Going off half-cocked

The good news about being a landscape extension specialist is you get to comment on a variety of landscape tree problems.  The bad news?  You get to comment on a variety of landscape tree problems.  In an average week I probably get 10-15 tree-related calls or e-mails from homeowners, landscapers, growers, extension educators, lawyers, newspapers, and on and on.  Sometimes the problem is routine and obvious like tar spot on maples; “I have these spots that look like tar on my maple leaves…”  Sometimes the problem looks routine and turns into something else entirely different like the Imprelis herbicide debacle.  With the number if problems I respond to, invariable I sometimes end up shooting from the hip – and miss the mark.

Red maple with sparse canopy (right foreground).  Maple in left-center of picture across the road was planted at the same time.

A few weeks back I noticed some red maples on campus that were struggling as they were starting to leaf out.  There were planted about three years ago following a road-widening project.  They are located on a tough site between a parking lot and a busy 4-lane road.  My immediate diagnosis was they were weakened due to the aftereffects of last year’s sever heat and drought.  I even included a photo of them in an article I did for our on-line extension news.  Then this morning I happened to talk to a friend from our campus landscape services.  “Boy, those maples sure took a beating from the drought last year”, I volunteered.  My Landscape services friend replied, “Well, that and we hit them with Shortstop last year…” Uh oh, now the conversation was going in a different direction.  Shortstop is a plant growth retardant, the active ingredient is paclobutrazol, which inhibits GA synthesis in plants and is being widely used by arborists to reduce the need for tree pruning.  In this case it worked a little too well and the trees ended up being stunted.
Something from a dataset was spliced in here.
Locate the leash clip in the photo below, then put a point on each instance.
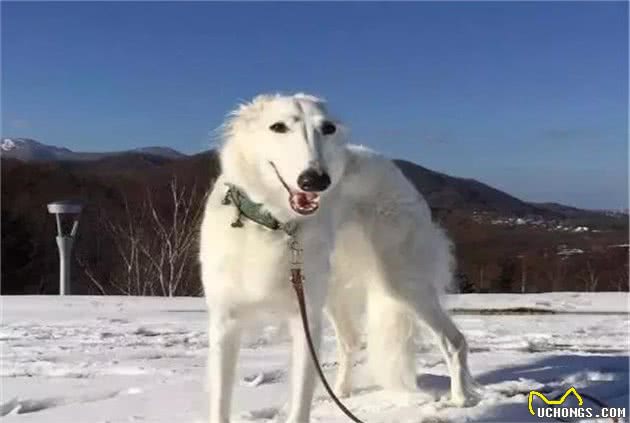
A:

Leaves of paclobutrazol-treat maple (left); untreated leaves on right.

In my defense, I was partly right.  Under normal weather patterns paclobutrazol applied at the labeled rates (as was done here) would have reduced shoot growth and leaf growth but clearly the drought exaggerated the effect.  So, another lesson learned (actually re-learned) never assume anything about trees until you talk to the people who actually take care of them.